Иван зажег новую сигарету и насмешливо взглянул на Романа Лаврентьевича.

– Да пойми ты, Джеймс Бонд совковый! Гулять твоим «туроператорам» осталось недолго. Даже у нас все за три дня развалилось, а ведь казалось, что советскому строю сносу не будет. Какие там 70 лет! Наши вожди на 700 замахивались, обещали победу мировой революции и коммунизм к восьмидесятому году. В общем, у латинских бездельников без нашей поддержки игра в политику на деньги рухнет в одночасье, словно карточный домик.

– Допустим, Лаврентьич, ты прав, я даже во многом с тобой согласен. Однако должен тебя жестоко разочаровать. Кое-кто раньше нас особо всем подумал и все предусмотрел. Вот поэтому они наши начальники, а мы с тобой до сих пор – рядовые невидимого фронта. Короче, нам с собкором «Страны Советов» в Мексике Валеркой Мендосом дано одним большим человеком срочное задание: перевести партийные денежки в офшор на одно очень серьезное имя.
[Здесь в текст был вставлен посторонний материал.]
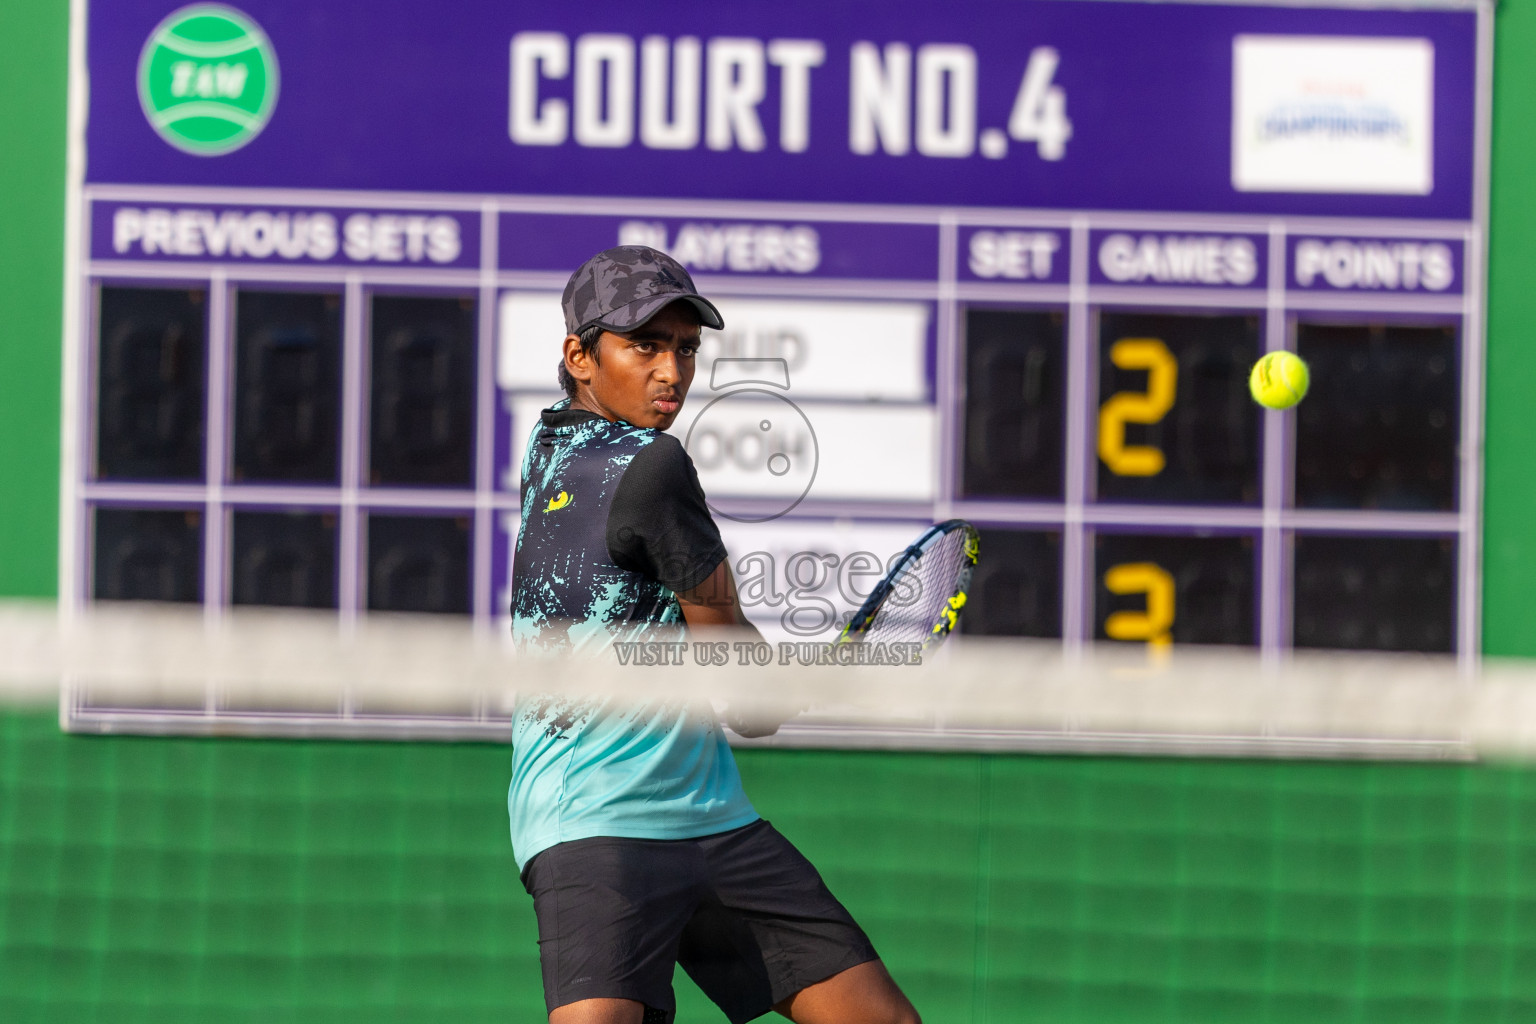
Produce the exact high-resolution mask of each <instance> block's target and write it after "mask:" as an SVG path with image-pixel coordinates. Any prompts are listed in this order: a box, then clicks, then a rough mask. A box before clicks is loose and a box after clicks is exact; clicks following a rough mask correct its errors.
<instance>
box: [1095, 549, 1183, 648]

Как ты догадываешься, люди такого уровня шутить не любят и нам не советуют.

– Ладно, Вань, не ссы, прорвемся. На войне мы с тобой и не такое видели. Сто раз думали – все, капец, однако кто-то там на облаке и за мной, и за тобой присматривал, вот мы целых 50 лет после войны и прожили.

– На войне было все ясно. Там враг, а тут свои. А кто теперь эти «свои»? Все смешалось, Вань!

– Свои, Лаврентьич, это наши чекисты. Не продадут, не подставят, не сольют нас бандитам. Мы с тобой полвека служим в органах. Сам знаешь, КГБ – это своего рода масонская ложа. Они всегда своих вытаскивают из любых передряг, потому что вместе мы – сила. Короче, какие у тебя предложения?

– Все проще простого. Ты прилетаешь в Мехико с чемоданом валюты, идешь в наш корпункт и проводишь серьезную беседу с Валеркой Мендосом. Он не дурак. Сходу въедет в ситуацию и, уверен, не откажется нам помочь. Потому что от таких денег не отказываются. Разумеется, он тоже будет в доле.

Роман Лаврентьевич замолчал и опять достал газету из кармана. Он подумал и сунул Ивану под нос шапку над названием газеты, напечатанную огромными буквами: «Мы победили!»

– Давай, говори быстрей, Рома, а то у меня дел сегодня полно, и сигарета последняя осталась.

– В общем, вы с Мендосом направляете денежки в офшор. На твое имя, на его имя, ну и меня тоже, пожалуйста, не забудьте. Я не жадный, претендую всего-то на 15 процентов. Надеюсь. нам с тобой, Иван, полученных денег хватит до конца жизни, тем более, что жить нам осталось не так уж и долго. Яхты и дворцы покупать не будем, как-нибудь без них в конце жизни обойдемся.

– Ну ты и наглый, Лаврентьич! Не жирно 15 процентов? Я-то своей задницей рискую, а ты? Хочешь бабки огрести, ни фига не делая?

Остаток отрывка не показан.